К несчастью, здесь мы оказались под самым страшным обрывом из всех, которые видели до той поры, в двух милях от северного мыса залива Бэтти. Здесь, под скалами, полоса пляжа была не шире шести футов, а обрывы вздымались над нами на 500 футов. Итак, было совершенно необходимо как можно скорее отсюда выбраться, но восточный ветер нагонял из залива лед и нам пришлось задержаться до следующего дня. Единственным утешением за это время было то, что мы застрелили трех песцов, а также несколько уток и чаек. Теперь выдавали половинный паек, после того как люди в течение долгого времени получали две трети нормы.

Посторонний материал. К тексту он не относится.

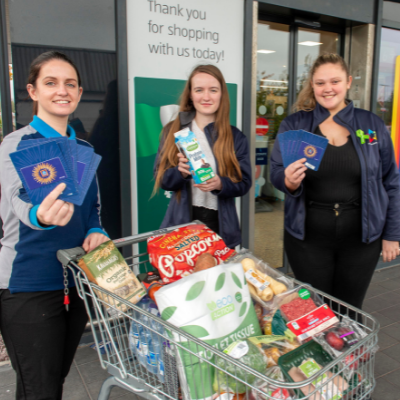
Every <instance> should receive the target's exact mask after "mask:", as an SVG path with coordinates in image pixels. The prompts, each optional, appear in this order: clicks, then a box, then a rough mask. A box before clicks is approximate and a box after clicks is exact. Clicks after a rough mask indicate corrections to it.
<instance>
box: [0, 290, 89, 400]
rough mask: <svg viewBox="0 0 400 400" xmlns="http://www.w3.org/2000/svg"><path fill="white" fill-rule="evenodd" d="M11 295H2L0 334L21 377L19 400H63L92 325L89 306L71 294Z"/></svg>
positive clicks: (16, 371)
mask: <svg viewBox="0 0 400 400" xmlns="http://www.w3.org/2000/svg"><path fill="white" fill-rule="evenodd" d="M70 301H71V304H70V307H69V311H68V312H67V311H66V310H65V306H64V304H63V302H64V292H63V290H57V291H50V292H32V293H15V294H11V293H10V291H9V290H6V289H5V290H0V331H1V334H2V336H3V339H4V343H5V345H6V348H7V352H8V354H9V356H10V360H11V363H12V366H13V368H14V370H15V371H16V373H17V392H16V399H17V400H20V399H21V400H22V399H24V400H58V399H61V398H62V389H63V384H64V380H65V378H66V377H67V375H68V372H69V370H70V367H71V364H72V361H73V359H74V355H75V352H76V349H77V347H78V345H79V341H80V338H81V336H82V333H83V330H84V329H85V325H86V323H87V320H88V317H87V314H86V310H85V306H84V303H83V301H82V300H81V299H80V297H79V296H78V294H77V292H76V289H75V288H71V289H70Z"/></svg>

За предшествующие месяцы мы испытали немало треволнений, надеясь наконец вырваться из этой несчастной страны, узниками которой так долго были. Много пришлось пережить, преодолевая те трудности, которыми сопровождались наши попытки выбраться отсюда. И все же этот месяц мы провели в еще большем волнении, ибо он принес нам более частые и горькие разочарования. Тем не менее он дал нам хоть какую-то пищу для ума при обсуждении наших шансов и надежд на успех.
Такие обсуждения иногда позволяли нам развлечься (других развлечений у нас ведь не было), ибо в нашу жизнь вносили разнообразие даже те колкости, которыми часто обменивались при таких беседах. Споры в немалой степени поддерживали наш дух. Оптимисты в полемическом задоре преувеличивали наши шансы на успех, тем самым вселяя бодрость в сердца робких и отчаявшихся людей. Последние, хотя и оспаривали радужные предположения и предсказания, все же начинали видеть какой-то проблеск надежды.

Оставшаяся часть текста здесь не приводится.